Bloomberg View's Leonid Bershidsky describes how a combination of Ukrainian changes (industrial collapse, substantially) and changes in the European Union have helped Ukraine diversify its gas supplies away from Russia.
Not so long ago, Russia could bend Ukraine to its will by threatening to cut off natural gas supplies. Now, Russia is offering discounts, but Ukraine is not interested because it's getting plenty of gas in Europe. This change reflects developments in the European gas market that don't augur well for one of Russia's biggest sources of export revenue.
The decline in Ukraine's imports of Russian gas is partly the result of economic stagnation under former President Viktor Yanukovych, a huge drop in output after the 2014 "Revolution of Dignity" and Russia's annexation of Crimea. Ukraine's gross domestic product has shrunk around 19 percent since 2013, and its industrial sector needs less fuel.
That, however, is not the most important reason for the decline in Ukrainian imports. The government is determined to end its dependence on Russia as the two countries are in a semi-official state of war. More than once, Russian threats to stop supplies or raise prices as winter approached forced Ukrainian governments to accept political concessions that slowed the country's drift toward the European Union. In response, Ukraine sought "reverse supplies" from Slovakia in 2014.

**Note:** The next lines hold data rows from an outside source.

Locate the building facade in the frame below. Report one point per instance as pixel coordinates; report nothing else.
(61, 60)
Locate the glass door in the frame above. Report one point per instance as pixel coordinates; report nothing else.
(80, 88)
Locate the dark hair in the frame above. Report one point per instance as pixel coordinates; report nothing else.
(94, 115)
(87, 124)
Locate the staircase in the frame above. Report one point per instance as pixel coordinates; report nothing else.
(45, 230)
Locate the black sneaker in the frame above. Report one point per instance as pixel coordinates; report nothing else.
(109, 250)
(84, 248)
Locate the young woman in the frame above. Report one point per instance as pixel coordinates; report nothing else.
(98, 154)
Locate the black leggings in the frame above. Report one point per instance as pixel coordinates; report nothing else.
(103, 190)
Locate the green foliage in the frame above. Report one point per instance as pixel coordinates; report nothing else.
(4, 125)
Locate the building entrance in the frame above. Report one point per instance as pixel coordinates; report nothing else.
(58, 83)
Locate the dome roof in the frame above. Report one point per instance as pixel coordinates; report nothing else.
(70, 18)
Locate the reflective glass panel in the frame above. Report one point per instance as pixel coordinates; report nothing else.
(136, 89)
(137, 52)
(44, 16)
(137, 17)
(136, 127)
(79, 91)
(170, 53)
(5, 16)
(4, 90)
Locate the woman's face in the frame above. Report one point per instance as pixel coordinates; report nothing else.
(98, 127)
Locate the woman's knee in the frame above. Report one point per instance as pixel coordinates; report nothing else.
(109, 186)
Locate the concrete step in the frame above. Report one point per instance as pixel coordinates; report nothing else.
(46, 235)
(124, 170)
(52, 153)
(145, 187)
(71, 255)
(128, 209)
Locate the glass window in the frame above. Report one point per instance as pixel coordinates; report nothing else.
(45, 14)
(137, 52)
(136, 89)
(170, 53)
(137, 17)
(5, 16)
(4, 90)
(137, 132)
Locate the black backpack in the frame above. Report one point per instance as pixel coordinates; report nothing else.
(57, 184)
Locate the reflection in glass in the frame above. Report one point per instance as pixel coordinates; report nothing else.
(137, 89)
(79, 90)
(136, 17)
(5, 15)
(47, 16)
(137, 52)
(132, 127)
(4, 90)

It was a good year to experiment: The winter of 2014 was warm in Europe, and there was a surfeit of gas. In Slovakia, the gas was Russian, delivered by the state-owned monopoly Gazprom through the Ukrainian pipeline system. Gazprom had tried to ban resale, but those conditions were in violation of European rules. In April 2015, the European Commission cited such stipulations as an example of Gazprom's abuse of its dominance in eastern and central European gas markets. Gazprom, which is trying to avoid steep fines and arrive at a settlement with the commission, could do nothing to prevent its customers from supplying Ukraine.